19
Complex Regional
Pain Syndrome Type 1
(Reflex Sympathetic Dystrophy)
Carole W. Agin
History and Clinical Presentation
A 50-year-old woman was undergoing magnetic resonance imaging (MRI) with contrast. Intravenous access was started in her right antecubital fossa. As the infusion of gadolinium was started, the patient reported a burning pain in her arm from the antecubital fossa to her fingers. Her forearm and hand swelled. As the swelling increased, she reported numbness and cyanosis. Over the next few days the swelling resolved. Slowly sensation returned to her arm; however, the patient reported a constant burning pain. The patient also noted changes in the color of her hand and pain with movement of her wrist, elbow and shoulder.
PEARLS
- When presented with a questionable case of CRPS early after symptom development, a three-phase bone scan may be helpful.
- CRPS (RSD) is often a diagnosis of exclusion.
PITFALLS
- Radiologic studies performed late in the disease process may show changes secondary to disuse atrophy, which may be caused by other medical conditions.
- If the sympathetically maintained pain is the result of a persistent but treatable condition, the condition needs to be treated. Treating only the signs/symptoms of CRPS without addressing the underlying condition may prove futile.
- If the patient has a diagnosed psychiatric illness (i.e., post-traumatic stress disorder, depression), this must be treated or it can adversely affect any potential improvements obtained from other treatment modalities.
Diagnostic Studies
There are no radiologic findings that are pathognomonic for complex regional pain syndrome (CRPS) type 1, reflex sympathetic dystrophy (RSD). Radiologic findings are often nonspecific, and many findings are a result of prolonged disuse, which is attributable to the pain associated with the syndrome. However, imaging studies can support a diagnosis of CRPS (RSD).
Fine detail radiography may help to suggest the presence of CRPS. Early radiologic changes seen with sympathetic hyperdysfunction include patchy demineralization of the epiphyses and short bones of the hands and feet. Periarticular osteoporosis in long bones and diffuse osteoporosis in small bones may be seen on plain radiographs. Subperiosteal resorption, striation, and tunneling of the cortex may occur. Comparison with the unaffected limb is always required. Unfortunately, these findings may be seen whenever there is disuse of a limb. As CRPS advances, patchy osteopenia may be seen.

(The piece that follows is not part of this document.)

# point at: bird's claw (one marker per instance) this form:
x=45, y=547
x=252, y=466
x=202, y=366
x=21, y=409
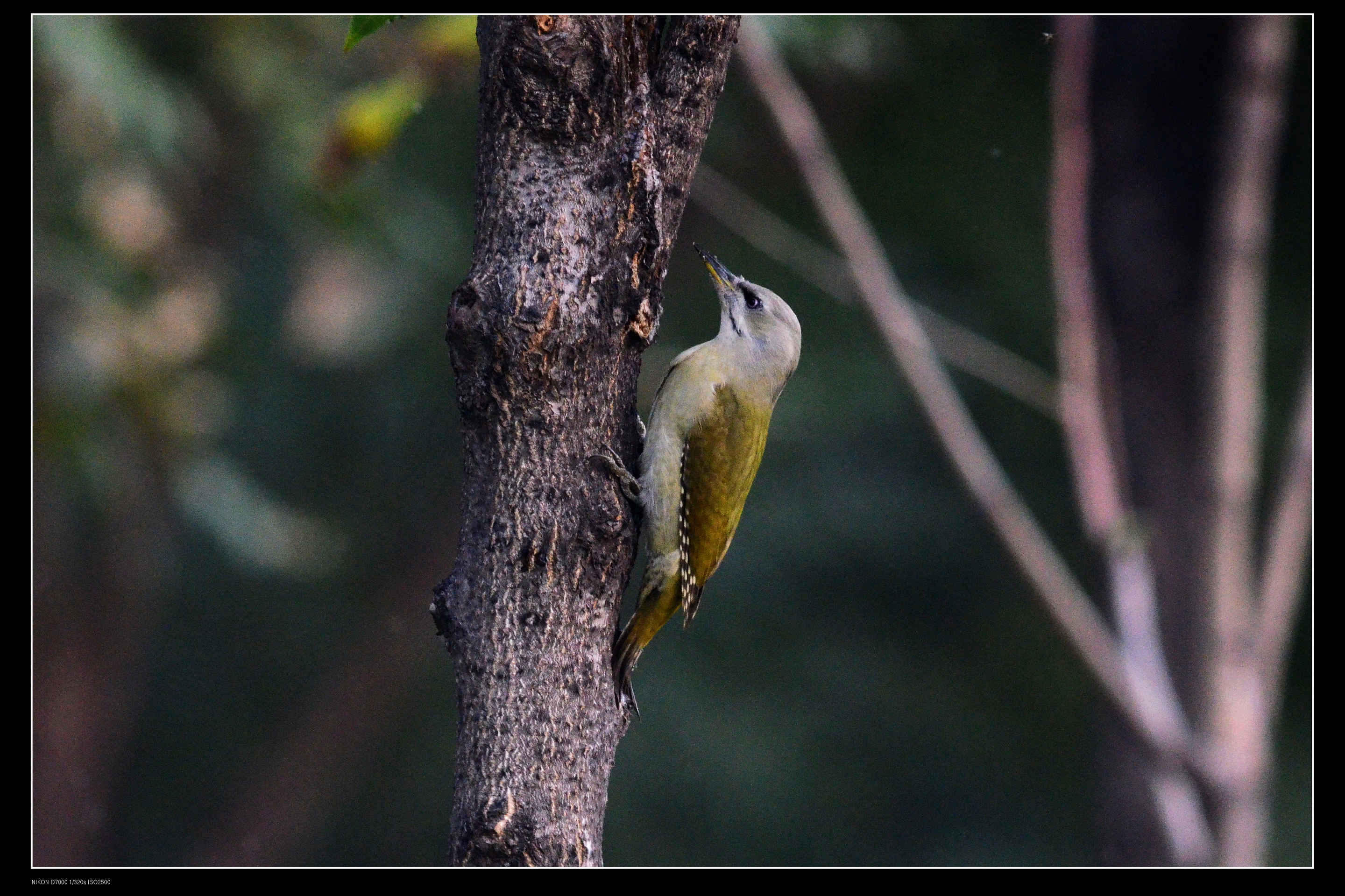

Triple-phase scintigraphy has also been used to help diagnosis CRPS (RSD). Three-phase bone scanning measures the uptake of a radionucleotide tracer at three different times: arterial phase, measured seconds after the injection of tracer; soft tissue phase, measured after several minutes have passed; and mineral phase, measured hours after the tracer is given. The triple-phase bone scan pattern most consistently seen in a patient with CRPS (RSD) is that of increased flow to the involved extremity and delayed static images that show diffusely increased uptake activity throughout the involved extremity, usually in a periarticular distribution.
MRI studies may show skin thickening and tissue edema. Nuclear bone density measurements have been used to follow the progression of the syndrome.
Differential Diagnosis
Peripheral neuropathy disease
Inflammatory disease
Infectious disease
Vascular disease
Connective tissue disorder
Reflex sympathetic dystrophy
Diagnosis
Complex Regional Pain Syndrome, Type 1 (Reflex Sympathetic Dystrophy)
The Committee on Taxonomy of the International Association for the Study of Pain (IASP) recently renamed reflex sympathetic dystrophy as complex regional pain syndrome type 1. This new taxonomy was promulgated in an attempt to establish uniform diagnostic criteria. This will aid in the development of treatment protocols for the syndrome. Previously many symptom constellations were included within the category of RSD, making treatment pathways and outcome studies difficult. A study done to evaluate the validity of the IASP’s CRPS diagnostic criteria to distinguish between CRPS and other neuropathies showed that the new classification did assist in improved accuracy of diagnosis.
To meet criteria for CRPS type 1 a patient must present with regional pain outside of the distribution of a single peripheral nerve and out of proportion to the inciting event. CRPS has been reported to develop after compression/crush injuries, lacerations, fractures, sprains, burns, or surgery. Allodynia and hyperalgesia are typically present. Abnormalities in skin blood flow (causing changes in skin temperature and color), abnormal sudomotor activity, and edema are also present. Dystonia and weakness, although not necessary for the diagnosis, may also be present. Trophic changes and personality changes may develop as the disease progresses.
CRPS type 2 has all of the same signs and symptoms; however, it follows injury of a major peripheral nerve.
Methods of Management
As the pathophysiology of CRPS type 1 (RSD) is not well understood, multiple treatment protocols have been described. The consensus is that these patients do best with a multidisciplinary treatment plan (Table 19–1). This includes regional blockade (Fig. 19–1), physical therapy, pharmacologic therapy, and psychological intervention. The earlier the syndrome is diagnosed and treatment is started, the better the chances for complete recovery.